To find Honeyd installations, an adversary need only send out a large number of these fragments to IP addresses all over the Internet and listen for any replies. Since real operating systems correctly implement fragment reassembly, the adversary can have high confidence that all responses hosts are due to Honeyd-based honeypots.

Detecting nepenthes installations is also possible. Since nepenthes only emulates the vulnerable parts of network services, this is rather easy to detect. An attacker could, for example, scan a given machine for open TCP ports. He could use nmap and enable version detection via the command line switch -sV. Nmap then tries to identify the network service and its version for an open TCP port. The following listing provides a sample output of scanning a default installation of nepenthes running on a Linux machine:

$ sudo nmap -sV xxx.xxx.xxx.xxx

Starting Nmap 4.11 ( http//insecure.org ) at 2007-01-17 14:46 PDT
Interesting ports on example.org (xxx.xxx.xxx.xxx)
Not shown: 1658 closed ports
PORT STATE SERVICE VERSION
21/tcp open ftp
22/tcp open ssh OpenSSH 4.3 (protocol 2.0)
25/tcp open smtp?
42/tcp open nameserver?
80/tcp open http?
110/tcp open pop3?
135/tcp open msrpc?
139/tcp open netbios-ssn?
143/tcp open imap?
220/tcp open imap3?
443/tcp open https?
445/tcp open microsoft-ds?
465/tcp open smtps?
993/tcp open imaps?
995/tcp open pop3s?
1023/tcp open netvenuechat?
1025/tcp open NFS-or-IIS?
2105/tcp open eklogin?
3372/tcp open msdtc?
5000/tcp open UPnP?
10000/tcp open snet-sensor-mgmt?
17300/tcp open kuang2?

					  


The suspicious machine has many open TCP ports and — most important — a really uncommon combination of open network ports. Besides common network services like FTP, SSH, HTTP, and POP3, the host also seems to have several Windows services running. Furthermore, several of the open network ports are rather uncommon like, for example, TCP port 17300, which is commonly used by the backdoor left by the Kuang2 virus. Such a configuration would presumably not be used by a legitimate server and is thus a strong hint that this system could be a honeypot.

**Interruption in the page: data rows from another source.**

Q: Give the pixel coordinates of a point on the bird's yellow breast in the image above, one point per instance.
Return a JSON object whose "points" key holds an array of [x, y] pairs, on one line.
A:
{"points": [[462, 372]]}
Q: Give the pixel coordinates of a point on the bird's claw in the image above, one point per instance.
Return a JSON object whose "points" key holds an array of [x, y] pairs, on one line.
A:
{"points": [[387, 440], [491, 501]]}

Moreover, nmap is only able to identify the version of one service. All ports on which nepenthes emulates vulnerabilities cannot be correctly identified, since nepenthes does not offer enough interaction for identification. This is another hint for an attacker to conclude that this host is in fact a honeypot.

A clear sign that a given host is running nepenthes can be found if you just connect to TCP port 21:

$ nc xxx.xxx.xxx.xxx 21
220 ---freeFTPd 1.0---warFTPd 1.65---

Normally, you would expect to get the banner of the FTP server. But nepenthes replies with two different banners: one for freeFTPd and the other for warFTPd. Both FTP server have vulnerabilities that are emulated by nepenthes, and by sending this banner, common exploits are tricked. But a human can clearly identify this uncommon response and conclude that this is indeed a honeypot.